The daughter of a farmer in Iowa, Peggy dreamed of being an astronaut since she was a young girl. After years of hard work, multiple degrees and relentless dedication, Whitson has achieved everything (and more) than she dreamed of as a little girl. Her recent time in space gave her time to reflect on her achievements and younger years. While in orbit, the 57-year-old biochemist started writing a letter to her 9-year-old self. She completed it back home in Houston at NASA’s Johnson Space Center.
Below are my favorite excerpts from the letter:
The year you graduate high school, NASA will select the first female astronauts. You will dream of exploration.
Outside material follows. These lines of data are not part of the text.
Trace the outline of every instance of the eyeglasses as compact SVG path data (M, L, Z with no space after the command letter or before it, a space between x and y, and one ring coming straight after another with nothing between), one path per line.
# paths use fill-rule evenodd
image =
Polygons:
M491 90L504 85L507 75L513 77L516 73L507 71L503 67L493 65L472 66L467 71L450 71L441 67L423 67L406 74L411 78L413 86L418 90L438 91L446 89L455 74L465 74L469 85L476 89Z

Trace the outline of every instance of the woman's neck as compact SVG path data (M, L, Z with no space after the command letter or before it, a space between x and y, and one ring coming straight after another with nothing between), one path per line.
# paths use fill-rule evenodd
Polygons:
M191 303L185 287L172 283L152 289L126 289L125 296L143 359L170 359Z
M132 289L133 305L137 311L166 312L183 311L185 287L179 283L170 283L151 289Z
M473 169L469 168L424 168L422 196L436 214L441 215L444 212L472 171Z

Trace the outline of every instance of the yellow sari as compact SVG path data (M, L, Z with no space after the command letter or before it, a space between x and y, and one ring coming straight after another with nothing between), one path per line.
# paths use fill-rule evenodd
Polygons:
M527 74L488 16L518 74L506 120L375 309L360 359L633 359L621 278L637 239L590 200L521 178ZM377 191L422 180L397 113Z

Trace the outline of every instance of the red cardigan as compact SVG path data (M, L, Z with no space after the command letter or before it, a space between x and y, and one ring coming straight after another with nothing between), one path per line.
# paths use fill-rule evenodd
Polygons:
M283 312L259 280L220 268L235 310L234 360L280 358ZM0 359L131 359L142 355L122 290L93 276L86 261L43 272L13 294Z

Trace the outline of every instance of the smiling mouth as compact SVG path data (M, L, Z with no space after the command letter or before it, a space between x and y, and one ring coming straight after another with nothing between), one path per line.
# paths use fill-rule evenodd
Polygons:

Know that what you dream for might seem impossible, but you will be successful as long as you make your life decisions based on your own value system and not others. So ignore the naysayers, ignore the people who say you can’t become an astronaut. Instead use it as motivation.
It will be 10 years of applying before ever becoming an astronaut. The rejections will be discouraging, but in your typical style you will just keep trying. All those years of anticipation will be surpassed when the solid rocket boosters ignite and you will literally roar into space.
Seeing the Earth for the first time in orbit, you will be surprised that you never noticed the quality and texture of colors. High above Earth, you will remember what your parents taught you growing up on the farm: problems don’t always have elegant or expensive solutions. Dad will teach you that number 2 wire and pliers plus a healthy attitude can fix almost anything.
Believe it or not, you will spend more time in space than any other American astronaut and earn the nickname Space Ninja. You will grow soy beans on orbit while your father will grow soy beans on Earth. You will have the opportunity to help build the engineering marvel that is the International Space Station. You will walk, in space 10 times! You will find that living in space can actually become a home, in spite of tools floating away. Alien to all you know, you will adapt and you will love it.
Know that even though it is incomprehensible to you, you will be a role model. I am still struggling with this one, so you need to step up a bit earlier than I have done. I would tell you not to underestimate your abilities, but since I know you I’ll just say: challenge yourself. You will learn that you are so much more capable than you might imagine or even dream.